Perhaps medical interventions could help. But Murphy is at pains to point out that poor health during ageing is often a result of socio-economic disadvantage, and that equitable access to any anti-ageing intervention is essential — especially because such interventions might have the greatest benefits for the most disadvantaged people.

In her own lab, Murphy is aiming to find ways to compress the period of ill health at the end of peoples’ lives. Research in animals might hold clues to how to achieve this. For instance, worms with the mutated daf-2 gene retain their ability to move, learn and remember smells and tastes, well into old age. And restricting the diets of mice by about 40% from early adulthood onwards increases the average age at which mice begin to show signs of ill health.

Mohammed Gulman, 97 years old, practices a traditional dance with old friend Haider Kahn, age 92, for an upcoming festival July 4, 2007 in Passu, Upper Hunza Valley, Pakistan.
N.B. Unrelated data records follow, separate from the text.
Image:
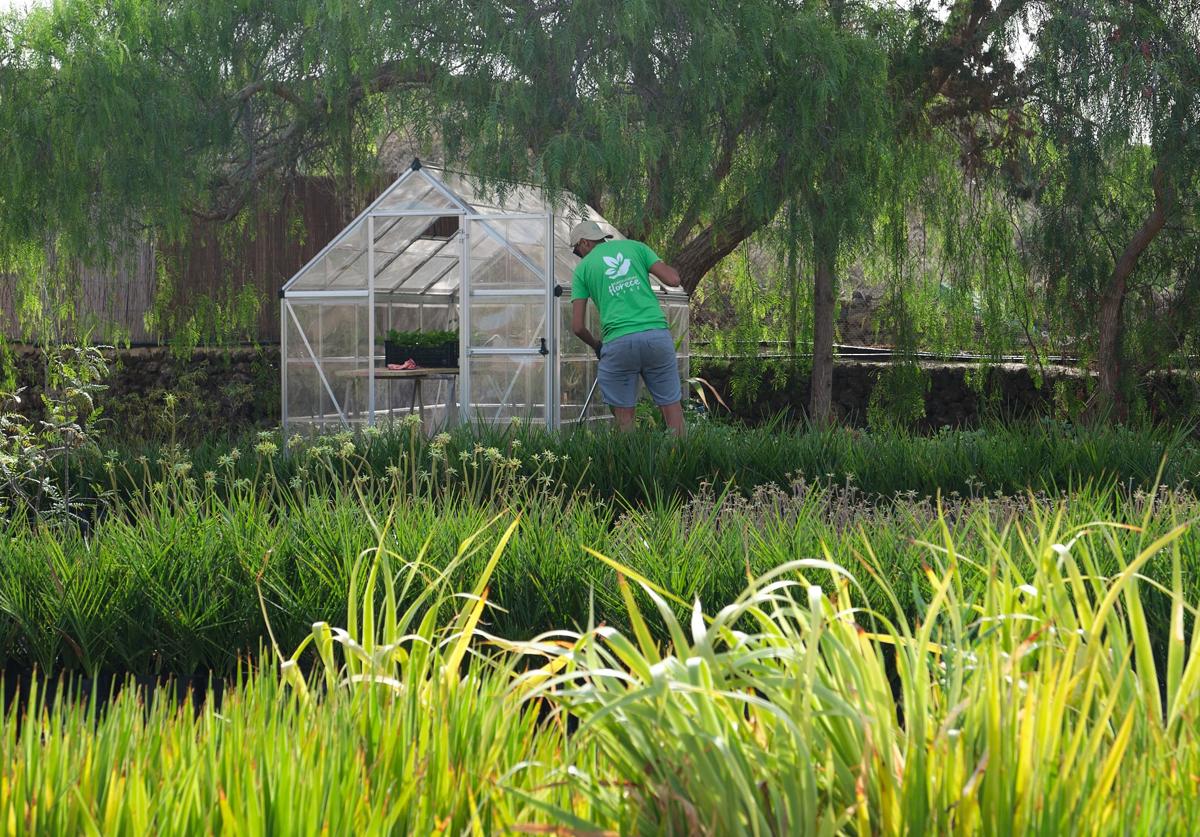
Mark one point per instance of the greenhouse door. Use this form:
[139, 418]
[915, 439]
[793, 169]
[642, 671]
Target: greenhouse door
[509, 337]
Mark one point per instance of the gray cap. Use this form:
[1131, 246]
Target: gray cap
[587, 230]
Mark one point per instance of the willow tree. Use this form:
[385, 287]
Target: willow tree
[1116, 89]
[690, 124]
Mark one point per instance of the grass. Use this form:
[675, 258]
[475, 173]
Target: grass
[1031, 704]
[651, 467]
[169, 583]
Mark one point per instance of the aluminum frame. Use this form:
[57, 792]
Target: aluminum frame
[382, 297]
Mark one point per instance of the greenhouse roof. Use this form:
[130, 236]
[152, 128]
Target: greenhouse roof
[415, 224]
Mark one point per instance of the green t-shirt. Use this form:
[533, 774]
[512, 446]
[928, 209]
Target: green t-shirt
[616, 275]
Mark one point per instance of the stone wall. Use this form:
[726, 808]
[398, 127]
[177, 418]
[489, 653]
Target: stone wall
[216, 391]
[951, 398]
[232, 391]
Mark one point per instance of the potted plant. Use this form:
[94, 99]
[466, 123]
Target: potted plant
[431, 349]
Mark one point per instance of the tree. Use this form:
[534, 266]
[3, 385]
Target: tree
[1116, 89]
[691, 124]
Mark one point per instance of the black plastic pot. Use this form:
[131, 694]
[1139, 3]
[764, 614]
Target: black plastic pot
[430, 356]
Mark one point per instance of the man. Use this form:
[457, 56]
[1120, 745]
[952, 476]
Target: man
[634, 337]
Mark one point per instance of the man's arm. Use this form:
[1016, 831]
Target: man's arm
[579, 320]
[666, 274]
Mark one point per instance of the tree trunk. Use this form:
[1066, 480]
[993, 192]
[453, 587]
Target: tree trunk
[1111, 320]
[713, 244]
[821, 387]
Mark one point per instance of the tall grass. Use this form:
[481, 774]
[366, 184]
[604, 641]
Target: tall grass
[171, 584]
[651, 467]
[1032, 704]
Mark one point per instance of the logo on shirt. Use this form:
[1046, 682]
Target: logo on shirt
[618, 265]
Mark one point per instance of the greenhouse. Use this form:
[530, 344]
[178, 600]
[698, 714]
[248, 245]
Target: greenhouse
[438, 253]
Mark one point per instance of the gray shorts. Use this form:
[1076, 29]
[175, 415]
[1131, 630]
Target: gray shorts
[649, 354]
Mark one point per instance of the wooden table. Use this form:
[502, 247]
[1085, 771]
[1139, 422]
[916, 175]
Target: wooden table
[417, 377]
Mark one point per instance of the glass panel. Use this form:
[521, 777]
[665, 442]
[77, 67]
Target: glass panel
[415, 193]
[507, 253]
[569, 344]
[439, 274]
[346, 265]
[503, 389]
[501, 198]
[508, 324]
[577, 378]
[337, 349]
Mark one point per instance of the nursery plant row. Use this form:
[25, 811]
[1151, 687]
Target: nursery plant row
[648, 467]
[181, 579]
[1037, 703]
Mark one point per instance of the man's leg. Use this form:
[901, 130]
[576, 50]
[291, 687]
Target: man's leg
[618, 380]
[660, 371]
[672, 414]
[624, 416]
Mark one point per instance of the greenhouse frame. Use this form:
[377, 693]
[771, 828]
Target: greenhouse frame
[438, 252]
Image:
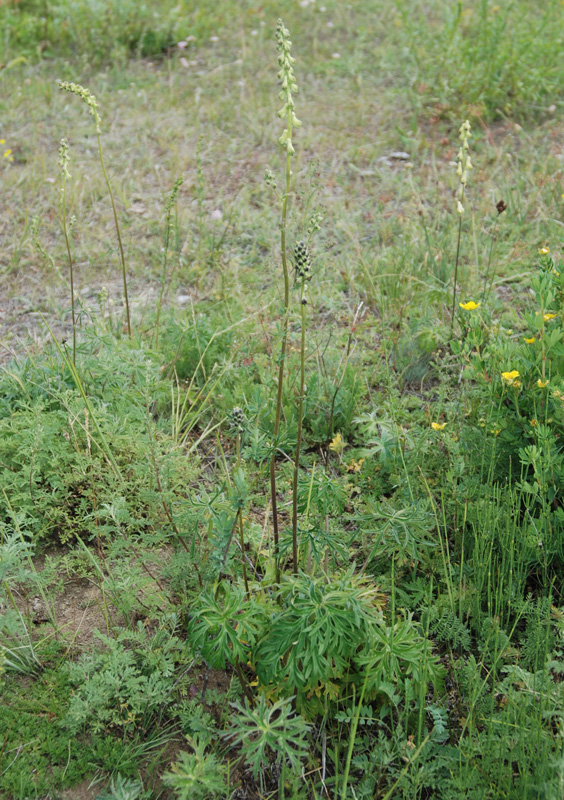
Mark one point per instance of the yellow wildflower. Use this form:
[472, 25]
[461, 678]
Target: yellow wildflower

There has been an explosion of research into compressing the period of ill health that many experience at the end of their lives.Credit: Paula Bronstein/Getty

Towards the end of the book, Murphy moves from basic to clinical research. Super-rich individuals and biotechnology companies are investing heavily in medicines to prevent the ills of ageing. As the author says, some approaches are on a sounder footing than others.

A healthy mix of microbes in the gut and skin might be important for health during ageing. However, Murphy points out that the evidence for this idea is almost entirely correlational, despite the numerous products already on the market that claim to boost health by altering gut flora.

By contrast, clinical trials of drugs that combat the effects of harmful senescent cells, which accumulate with age, are starting to show some promise, for instance by increasing walking speed for people with the ageing-associated lung disorder idiopathic pulmonary fibrosis.

Finally, although dietary restriction is effective in animals, humans have struggled to follow regimented diets in clinical trials. The idea of capturing the benefits of dietary restriction — or of exercise — with a drug is gaining traction. The molecular mechanisms that make diet and exercise beneficial are increasingly better understood, and some are the targets of existing drugs. Researchers hope to repurpose these drugs to capture some of the benefits of a healthy lifestyle.

How We Age will be particularly useful to researchers, but it should also appeal to general readers who want to know what it took to arrive at the current understanding of ageing — and the prospects of undergoing it in better shape.